楽譜やレシピも小説も、読み方を読者に委ねるほかないのに対し、マンガ作品は、「読者の読書パフォーマンスを強くナビゲートできる」としていますね。
マンガは絵と吹き出しを組み合わせた表現で、声の強さや誰が思考しているのかを区別したり、コマで読む順序をコントロールしたりして、読者がどのように読むのかをかなり規定することができますよね。そうしたマンガのインストラクションの強さには、自分には少し距離を感じるところがあります。そこに自分のパフォーマンスが必要なのかなと感じてしまうのです。
ビデオゲームも、ゲームの中で魔王を倒したとしても、自分がプレイする必要があったのかなと思ってしまう。今、マンガやビデオゲームの時代でもあるなかで、インストラクションをされることの快楽を自分はつかめていないところがありますね。
ハウツー本は従来の“読書”のくくりでは、軽んじられがちでしたが、変身の予感を楽しむためのメディアだと考察していますね。
そう考えた起源は学生時代の参考書です。自分は数学が苦手だったのですが、これを買えば数学の問題を解く力がつくかなと思いながら、あれこれ数学の参考書を買っていました。学生時代に参考書という、ある種の自己啓発の入り口に触れたことから始まり、大人になっても同じ構造が続くわけです。
苦手なジャンルほど楽にクリアしたいから、できるようになる自分への期待を込めて、メモを管理すればいいのかな、時間管理にこだわればいいのかな、部下への語りかけはどうすればいいのかなと、ハウツー本を読んでいく。もちろんなんの役にも立たないというわけではないのですが、参考書と一緒で結局は、どれだけ日常で訓練できるか、問題を解いて答え合わせができるか、なのですが、そこまでできないから、次のメモ術、次の時間管理術の本を買ってしまう。
ハウツー本の楽しみは、これを読んで自己が変身する可能性を楽しむパフォーマンスなのです。自己啓発本っておっちょこちょいな人類の切なさというか、悲劇でもあり喜劇でもあって、我々人類の良さが詰まっているなと思ったりしますね。

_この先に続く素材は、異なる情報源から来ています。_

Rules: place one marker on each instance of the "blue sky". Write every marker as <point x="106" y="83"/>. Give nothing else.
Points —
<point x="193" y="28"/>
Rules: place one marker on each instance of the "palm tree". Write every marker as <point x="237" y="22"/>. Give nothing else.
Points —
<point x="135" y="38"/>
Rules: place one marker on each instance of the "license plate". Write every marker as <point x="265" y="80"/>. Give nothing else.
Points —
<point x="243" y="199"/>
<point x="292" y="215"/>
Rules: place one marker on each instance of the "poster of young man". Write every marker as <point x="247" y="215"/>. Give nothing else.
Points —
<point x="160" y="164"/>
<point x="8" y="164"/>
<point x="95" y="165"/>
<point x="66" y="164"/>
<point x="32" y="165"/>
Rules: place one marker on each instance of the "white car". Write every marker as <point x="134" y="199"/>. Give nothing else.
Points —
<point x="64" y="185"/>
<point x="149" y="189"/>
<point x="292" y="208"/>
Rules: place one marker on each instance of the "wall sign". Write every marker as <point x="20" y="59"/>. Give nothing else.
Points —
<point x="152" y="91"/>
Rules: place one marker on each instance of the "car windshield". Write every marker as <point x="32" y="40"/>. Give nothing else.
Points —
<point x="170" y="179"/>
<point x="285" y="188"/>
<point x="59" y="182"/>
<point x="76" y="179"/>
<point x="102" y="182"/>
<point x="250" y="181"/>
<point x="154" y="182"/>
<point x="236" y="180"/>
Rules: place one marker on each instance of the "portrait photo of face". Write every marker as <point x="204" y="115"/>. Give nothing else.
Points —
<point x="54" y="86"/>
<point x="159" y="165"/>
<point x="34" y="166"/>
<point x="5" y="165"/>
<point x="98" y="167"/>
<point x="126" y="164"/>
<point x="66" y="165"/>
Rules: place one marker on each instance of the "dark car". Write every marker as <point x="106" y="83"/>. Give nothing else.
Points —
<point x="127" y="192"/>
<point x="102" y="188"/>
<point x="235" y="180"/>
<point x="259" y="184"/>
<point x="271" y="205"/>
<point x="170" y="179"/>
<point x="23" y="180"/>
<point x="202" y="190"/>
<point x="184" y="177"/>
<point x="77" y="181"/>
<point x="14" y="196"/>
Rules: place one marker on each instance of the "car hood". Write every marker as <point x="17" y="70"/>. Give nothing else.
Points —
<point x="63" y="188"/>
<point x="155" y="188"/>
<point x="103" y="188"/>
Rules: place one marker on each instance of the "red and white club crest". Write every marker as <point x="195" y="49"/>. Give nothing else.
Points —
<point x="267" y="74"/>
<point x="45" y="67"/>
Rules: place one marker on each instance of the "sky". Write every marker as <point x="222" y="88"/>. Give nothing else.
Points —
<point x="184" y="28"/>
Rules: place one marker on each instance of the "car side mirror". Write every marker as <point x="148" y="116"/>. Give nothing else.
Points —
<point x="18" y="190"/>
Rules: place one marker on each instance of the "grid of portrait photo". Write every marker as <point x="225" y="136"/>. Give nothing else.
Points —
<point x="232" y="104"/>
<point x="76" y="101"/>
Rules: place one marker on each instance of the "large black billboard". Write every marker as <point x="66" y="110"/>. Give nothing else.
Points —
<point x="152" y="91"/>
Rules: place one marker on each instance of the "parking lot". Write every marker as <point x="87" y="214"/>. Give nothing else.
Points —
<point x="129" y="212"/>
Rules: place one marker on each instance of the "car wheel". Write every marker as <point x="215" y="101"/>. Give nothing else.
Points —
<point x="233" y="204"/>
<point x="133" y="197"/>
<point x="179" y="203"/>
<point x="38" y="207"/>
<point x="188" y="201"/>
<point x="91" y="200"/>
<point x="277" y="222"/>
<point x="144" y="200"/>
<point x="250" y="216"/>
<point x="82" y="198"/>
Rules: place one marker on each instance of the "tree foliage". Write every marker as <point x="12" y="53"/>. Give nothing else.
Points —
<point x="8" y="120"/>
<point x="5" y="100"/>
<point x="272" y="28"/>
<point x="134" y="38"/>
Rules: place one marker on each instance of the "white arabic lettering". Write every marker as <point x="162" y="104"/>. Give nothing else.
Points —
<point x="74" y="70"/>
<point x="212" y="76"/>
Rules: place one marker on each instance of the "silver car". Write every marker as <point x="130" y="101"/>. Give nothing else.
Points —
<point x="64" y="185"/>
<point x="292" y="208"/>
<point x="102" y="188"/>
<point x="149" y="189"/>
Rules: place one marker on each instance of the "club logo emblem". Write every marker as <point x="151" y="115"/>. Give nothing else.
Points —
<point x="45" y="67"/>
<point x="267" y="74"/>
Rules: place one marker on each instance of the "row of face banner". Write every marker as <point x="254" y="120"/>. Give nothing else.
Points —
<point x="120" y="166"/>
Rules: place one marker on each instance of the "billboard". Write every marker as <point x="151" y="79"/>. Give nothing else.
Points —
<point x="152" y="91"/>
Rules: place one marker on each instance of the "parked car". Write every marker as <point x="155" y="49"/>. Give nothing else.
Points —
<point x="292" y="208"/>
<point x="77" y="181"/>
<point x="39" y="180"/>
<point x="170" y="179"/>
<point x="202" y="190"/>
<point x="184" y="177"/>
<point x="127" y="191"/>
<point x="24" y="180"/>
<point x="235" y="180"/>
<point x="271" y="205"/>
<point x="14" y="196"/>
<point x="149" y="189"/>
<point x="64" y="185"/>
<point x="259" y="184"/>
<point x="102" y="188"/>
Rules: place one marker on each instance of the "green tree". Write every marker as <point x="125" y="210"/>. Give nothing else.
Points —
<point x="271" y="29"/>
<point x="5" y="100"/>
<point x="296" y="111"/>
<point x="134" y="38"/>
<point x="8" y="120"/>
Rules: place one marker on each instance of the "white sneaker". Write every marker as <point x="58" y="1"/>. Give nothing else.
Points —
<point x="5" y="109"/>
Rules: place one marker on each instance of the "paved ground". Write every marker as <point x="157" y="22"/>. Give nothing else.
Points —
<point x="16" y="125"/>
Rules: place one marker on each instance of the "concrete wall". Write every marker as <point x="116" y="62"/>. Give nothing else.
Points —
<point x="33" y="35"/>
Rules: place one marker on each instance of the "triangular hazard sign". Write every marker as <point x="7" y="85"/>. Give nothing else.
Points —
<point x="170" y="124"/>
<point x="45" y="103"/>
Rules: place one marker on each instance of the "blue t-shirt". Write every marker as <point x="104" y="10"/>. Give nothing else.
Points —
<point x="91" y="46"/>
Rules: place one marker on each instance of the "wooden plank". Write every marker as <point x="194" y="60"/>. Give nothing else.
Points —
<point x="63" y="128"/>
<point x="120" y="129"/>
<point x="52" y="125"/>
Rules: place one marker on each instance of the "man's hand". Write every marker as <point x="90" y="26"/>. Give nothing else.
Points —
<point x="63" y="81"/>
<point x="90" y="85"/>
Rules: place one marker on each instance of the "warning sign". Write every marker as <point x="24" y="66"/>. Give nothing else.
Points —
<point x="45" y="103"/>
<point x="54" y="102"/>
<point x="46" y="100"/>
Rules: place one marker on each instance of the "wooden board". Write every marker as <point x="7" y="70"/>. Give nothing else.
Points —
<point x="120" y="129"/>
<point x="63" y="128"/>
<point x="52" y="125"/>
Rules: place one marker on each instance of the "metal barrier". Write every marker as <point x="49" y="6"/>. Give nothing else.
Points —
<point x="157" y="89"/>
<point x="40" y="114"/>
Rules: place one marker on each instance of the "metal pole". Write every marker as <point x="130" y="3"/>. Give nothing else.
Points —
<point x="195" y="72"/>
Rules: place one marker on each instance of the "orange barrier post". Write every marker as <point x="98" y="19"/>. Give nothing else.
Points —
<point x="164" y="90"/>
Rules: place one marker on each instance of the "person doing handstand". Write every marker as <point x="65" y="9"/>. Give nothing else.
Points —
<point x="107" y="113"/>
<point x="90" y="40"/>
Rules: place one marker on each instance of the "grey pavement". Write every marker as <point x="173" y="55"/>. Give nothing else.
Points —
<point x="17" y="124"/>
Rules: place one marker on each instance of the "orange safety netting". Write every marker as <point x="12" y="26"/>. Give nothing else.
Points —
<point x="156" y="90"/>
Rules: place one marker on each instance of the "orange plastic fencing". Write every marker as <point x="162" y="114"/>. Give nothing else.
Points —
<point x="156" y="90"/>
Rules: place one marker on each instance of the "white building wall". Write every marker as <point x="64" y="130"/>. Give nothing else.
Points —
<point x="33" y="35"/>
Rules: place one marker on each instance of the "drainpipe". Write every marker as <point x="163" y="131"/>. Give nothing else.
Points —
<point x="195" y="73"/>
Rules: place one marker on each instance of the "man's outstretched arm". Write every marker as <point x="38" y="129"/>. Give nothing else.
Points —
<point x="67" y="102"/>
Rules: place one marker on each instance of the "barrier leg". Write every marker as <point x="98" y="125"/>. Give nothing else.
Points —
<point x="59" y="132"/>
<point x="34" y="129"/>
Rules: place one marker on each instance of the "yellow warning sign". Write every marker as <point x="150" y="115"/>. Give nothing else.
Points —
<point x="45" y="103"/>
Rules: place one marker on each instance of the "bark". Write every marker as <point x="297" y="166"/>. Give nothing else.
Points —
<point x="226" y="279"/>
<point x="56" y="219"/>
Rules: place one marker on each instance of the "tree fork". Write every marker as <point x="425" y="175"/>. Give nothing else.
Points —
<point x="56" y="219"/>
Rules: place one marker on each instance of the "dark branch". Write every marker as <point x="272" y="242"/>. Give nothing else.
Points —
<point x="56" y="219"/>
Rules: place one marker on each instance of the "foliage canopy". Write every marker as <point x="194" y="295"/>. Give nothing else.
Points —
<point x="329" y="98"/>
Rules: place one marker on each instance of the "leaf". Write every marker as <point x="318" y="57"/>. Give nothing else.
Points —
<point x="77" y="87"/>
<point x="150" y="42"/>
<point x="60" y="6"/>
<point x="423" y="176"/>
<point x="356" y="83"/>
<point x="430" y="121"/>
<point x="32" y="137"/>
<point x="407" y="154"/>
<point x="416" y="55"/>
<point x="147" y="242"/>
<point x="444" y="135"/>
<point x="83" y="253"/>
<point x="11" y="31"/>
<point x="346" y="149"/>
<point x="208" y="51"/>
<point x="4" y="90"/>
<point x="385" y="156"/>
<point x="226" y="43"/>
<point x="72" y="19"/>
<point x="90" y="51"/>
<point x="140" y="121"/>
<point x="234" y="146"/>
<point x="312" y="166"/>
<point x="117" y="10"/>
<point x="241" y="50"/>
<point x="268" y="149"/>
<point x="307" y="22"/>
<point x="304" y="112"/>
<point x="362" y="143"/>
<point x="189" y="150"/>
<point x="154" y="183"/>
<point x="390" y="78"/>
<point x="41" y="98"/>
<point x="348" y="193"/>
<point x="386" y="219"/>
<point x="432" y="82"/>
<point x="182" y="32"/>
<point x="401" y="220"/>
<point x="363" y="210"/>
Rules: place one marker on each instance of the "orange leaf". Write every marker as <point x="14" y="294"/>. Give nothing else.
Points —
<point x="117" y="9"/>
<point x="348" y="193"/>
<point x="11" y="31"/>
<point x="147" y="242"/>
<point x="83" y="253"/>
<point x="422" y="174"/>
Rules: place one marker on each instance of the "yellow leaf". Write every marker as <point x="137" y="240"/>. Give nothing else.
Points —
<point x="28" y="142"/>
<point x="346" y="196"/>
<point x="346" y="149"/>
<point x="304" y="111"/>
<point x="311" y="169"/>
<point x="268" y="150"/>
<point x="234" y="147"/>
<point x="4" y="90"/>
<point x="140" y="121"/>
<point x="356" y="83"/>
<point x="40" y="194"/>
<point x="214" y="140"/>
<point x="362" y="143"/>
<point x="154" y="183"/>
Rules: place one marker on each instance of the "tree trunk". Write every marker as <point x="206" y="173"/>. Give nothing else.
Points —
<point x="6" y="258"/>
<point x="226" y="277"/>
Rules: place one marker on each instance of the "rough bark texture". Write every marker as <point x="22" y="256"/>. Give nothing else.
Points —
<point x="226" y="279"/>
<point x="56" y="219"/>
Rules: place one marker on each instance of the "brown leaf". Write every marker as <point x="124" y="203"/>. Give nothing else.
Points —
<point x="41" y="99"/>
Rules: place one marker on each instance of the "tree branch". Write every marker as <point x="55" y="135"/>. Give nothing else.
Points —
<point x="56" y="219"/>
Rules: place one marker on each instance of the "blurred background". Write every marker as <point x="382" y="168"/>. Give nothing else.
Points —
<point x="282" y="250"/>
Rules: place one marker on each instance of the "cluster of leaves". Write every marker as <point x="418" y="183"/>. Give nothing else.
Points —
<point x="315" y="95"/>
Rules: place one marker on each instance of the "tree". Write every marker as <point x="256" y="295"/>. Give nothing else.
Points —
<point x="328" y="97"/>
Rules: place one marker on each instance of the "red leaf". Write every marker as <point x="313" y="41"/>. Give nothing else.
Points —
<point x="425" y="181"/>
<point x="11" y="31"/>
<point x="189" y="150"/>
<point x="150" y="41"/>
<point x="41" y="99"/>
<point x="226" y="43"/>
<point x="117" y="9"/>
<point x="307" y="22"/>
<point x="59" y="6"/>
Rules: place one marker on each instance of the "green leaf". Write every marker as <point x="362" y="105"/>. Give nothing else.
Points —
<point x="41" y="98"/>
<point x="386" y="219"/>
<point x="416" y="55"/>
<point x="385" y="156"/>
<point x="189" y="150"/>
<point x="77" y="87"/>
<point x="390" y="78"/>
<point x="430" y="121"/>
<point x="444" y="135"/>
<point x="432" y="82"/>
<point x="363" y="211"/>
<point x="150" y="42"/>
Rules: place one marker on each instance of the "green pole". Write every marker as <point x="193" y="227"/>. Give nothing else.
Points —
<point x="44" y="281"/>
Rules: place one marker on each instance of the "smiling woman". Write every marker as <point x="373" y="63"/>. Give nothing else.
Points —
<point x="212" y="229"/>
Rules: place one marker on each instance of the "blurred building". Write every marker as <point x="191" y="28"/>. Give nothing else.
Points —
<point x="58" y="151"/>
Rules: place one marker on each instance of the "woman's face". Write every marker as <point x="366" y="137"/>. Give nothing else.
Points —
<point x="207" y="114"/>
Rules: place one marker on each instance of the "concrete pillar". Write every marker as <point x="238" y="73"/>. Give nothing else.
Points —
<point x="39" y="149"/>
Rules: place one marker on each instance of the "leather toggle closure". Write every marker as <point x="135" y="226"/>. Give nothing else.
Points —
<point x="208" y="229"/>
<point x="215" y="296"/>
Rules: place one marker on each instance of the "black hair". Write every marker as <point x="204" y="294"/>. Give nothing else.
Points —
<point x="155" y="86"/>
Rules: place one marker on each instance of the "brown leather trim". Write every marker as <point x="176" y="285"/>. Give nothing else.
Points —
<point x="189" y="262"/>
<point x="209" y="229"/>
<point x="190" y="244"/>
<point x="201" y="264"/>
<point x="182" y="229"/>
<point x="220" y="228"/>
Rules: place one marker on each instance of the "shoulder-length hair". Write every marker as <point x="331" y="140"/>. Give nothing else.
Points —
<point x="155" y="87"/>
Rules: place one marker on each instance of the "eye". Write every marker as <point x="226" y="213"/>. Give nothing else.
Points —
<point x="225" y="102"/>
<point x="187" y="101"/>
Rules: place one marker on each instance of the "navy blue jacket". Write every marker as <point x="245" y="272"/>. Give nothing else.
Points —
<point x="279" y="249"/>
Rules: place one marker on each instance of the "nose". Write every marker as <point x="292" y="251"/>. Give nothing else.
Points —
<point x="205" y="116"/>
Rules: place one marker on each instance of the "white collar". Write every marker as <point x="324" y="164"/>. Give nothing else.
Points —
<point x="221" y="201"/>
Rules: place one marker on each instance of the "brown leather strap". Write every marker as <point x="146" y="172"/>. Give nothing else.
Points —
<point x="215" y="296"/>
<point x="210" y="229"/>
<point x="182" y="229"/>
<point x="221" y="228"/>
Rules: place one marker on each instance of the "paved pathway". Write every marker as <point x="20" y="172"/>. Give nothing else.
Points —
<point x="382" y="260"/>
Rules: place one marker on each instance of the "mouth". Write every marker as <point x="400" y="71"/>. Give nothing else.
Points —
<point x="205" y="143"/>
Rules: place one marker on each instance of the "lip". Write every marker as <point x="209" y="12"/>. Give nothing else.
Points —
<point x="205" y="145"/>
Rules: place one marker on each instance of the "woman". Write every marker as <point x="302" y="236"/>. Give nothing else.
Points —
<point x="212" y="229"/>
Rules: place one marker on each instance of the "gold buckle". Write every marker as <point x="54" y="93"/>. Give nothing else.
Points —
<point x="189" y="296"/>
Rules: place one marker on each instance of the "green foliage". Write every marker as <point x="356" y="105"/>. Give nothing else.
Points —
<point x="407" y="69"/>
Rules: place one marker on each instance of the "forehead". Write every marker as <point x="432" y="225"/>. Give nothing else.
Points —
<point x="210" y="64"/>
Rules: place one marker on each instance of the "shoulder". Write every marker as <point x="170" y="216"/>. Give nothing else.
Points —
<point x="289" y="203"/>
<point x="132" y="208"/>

選手名鑑や辞典を読むことにもパフォーマンスはあるのでしょうか。
あると思います。選手名鑑とか図鑑っていいなあと思っていて。自分の場合は、小さい頃は電車が好きだったし、今なら哲学辞典や美術史辞典は好きです。今回の本では取り上げていないのですが、辞典を読むのはどういうパフォーマンスなんだろうと考えますね。一つは、こんなにも知らないものがあるのだ、新大陸がまだまだあるんだと思える。自分が知らないものがたくさん存在していることをまざまざと感じられることがうれしいのかなと思います。もしかしたら、選手名鑑とかなら全部暗記している人がいるかもしれないですね。それはそれで、この世界を掌握したみたいな喜びもあるのかなと思います。
尊敬する友人でもある美学者の銭清弘さんに『 芸術をカテゴライズすることについて 批評とジャンルの哲学 』(慶應義塾大学出版会)という研究書があります。いいパフォーマンスって何だろう、いい作品って何だろう、ジャンルとカテゴリという概念からいい悪いを決めていけるのだろうかということを論じている本。難しくはあるのですが面白いし、いろんな表現をする人や本を読むのが好きな人が、自分のパフォーマンスについて考えるときにすごく役立つと思います。